Harapan ini dituangkan dalam laporan hasil rapat kerja gabungan yang disampaikan oleh Anggota DPRD Kotim, Abdul Kadir.
“RPJMD adalah dokumen penting yang akan menentukan arah pembangunan daerah lima tahun ke depan. Maka sudah selayaknya memuat visi, misi, dan strategi yang konkret untuk menjawab tantangan dan potensi daerah,” ujar Abdul Kadir saat menyampaikan laporan dalam rapat paripurna, Senin 5 Mei 2025.
Ia menegaskan bahwa rancangan awal RPJMD telah dibahas bersama perangkat daerah dalam rapat gabungan pada 22 April 2025 lalu. Pembahasan tersebut, lanjutnya, mencermati dokumen Renstra perangkat daerah, sinkronisasi dengan RPJPN dan RPJPD Provinsi Kalimantan Tengah, hingga evaluasi atas capaian RPJMD periode sebelumnya.
Tak hanya soal perencanaan teknokratis, DPRD juga menyerap aspirasi masyarakat lewat pokok-pokok pikiran yang telah dikompilasi sebelumnya.
“Kami ingin rancangan RPJMD ini bukan sekadar dokumen formal, tetapi benar-benar berpihak kepada rakyat. Karena itu, isu-isu strategis seperti kemiskinan, pengangguran, dan ketimpangan wilayah harus menjadi prioritas utama,” tegasnya.

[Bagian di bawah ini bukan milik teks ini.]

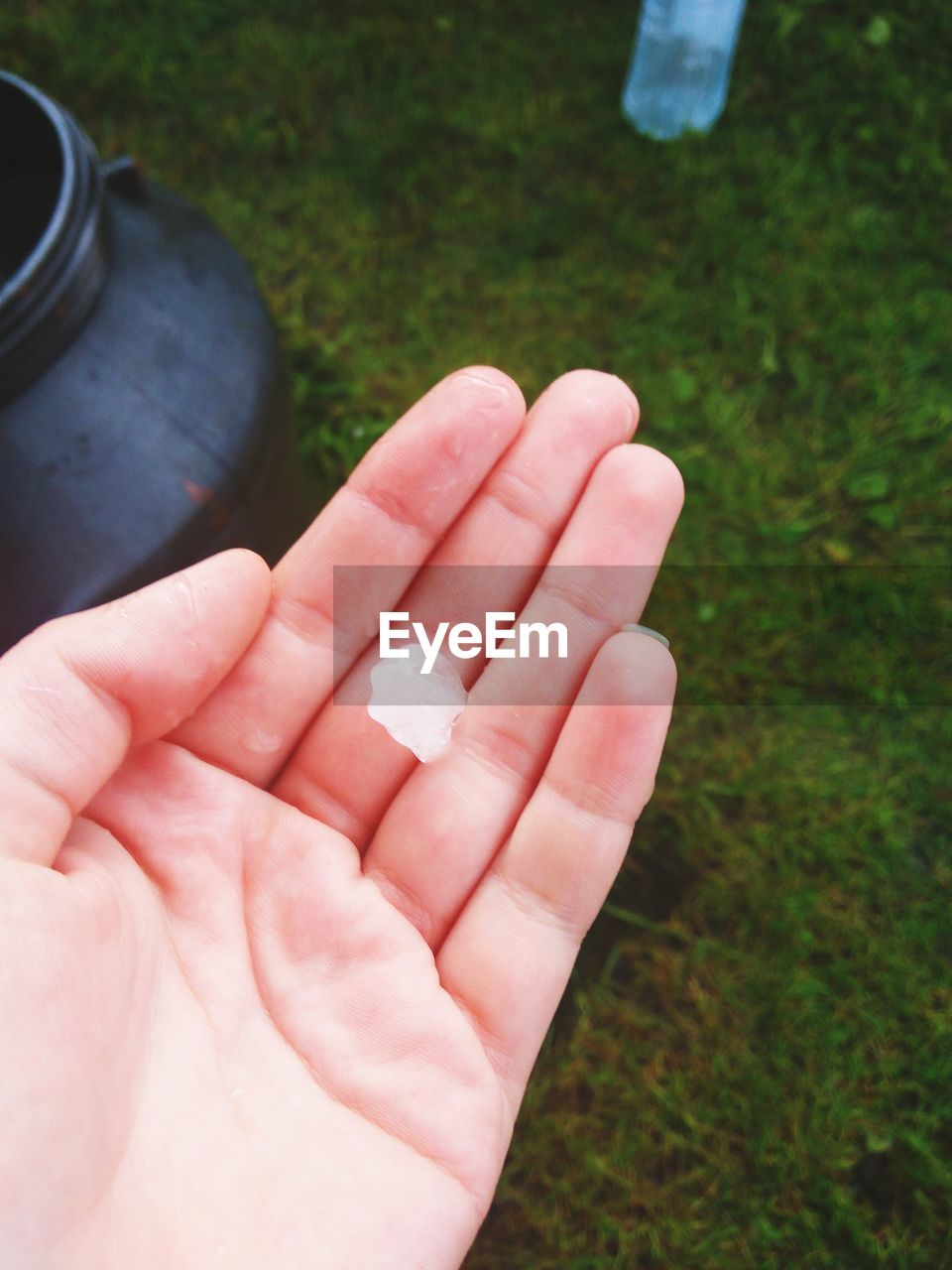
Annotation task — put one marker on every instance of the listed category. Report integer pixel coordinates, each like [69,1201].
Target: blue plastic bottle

Dari hasil pembahasan, DPRD menyampaikan delapan poin penting sebagai rekomendasi, termasuk pemerataan pembangunan infrastruktur hingga ke pedalaman, peningkatan PAD melalui optimalisasi pajak dan retribusi, serta pengembangan sektor pertanian, perikanan, budaya, dan pariwisata lokal.
“Laporan ini kami serahkan sebagai bahan pertimbangan bagi Bupati dalam menyusun dokumen final RPJMD. Kami berharap semua target pembangunan dapat dicapai, dan setiap kebijakan yang diambil benar-benar membawa manfaat nyata bagi masyarakat Kotim,” tutup Abdul Kadir dengan penuh optimisme.
Dengan RPJMD yang terencana matang dan berpihak pada kepentingan publik, DPRD berharap pembangunan Kotim ke depan bukan hanya sekadar janji di atas kertas, tetapi menjadi realita yang menyentuh seluruh lapisan masyarakat.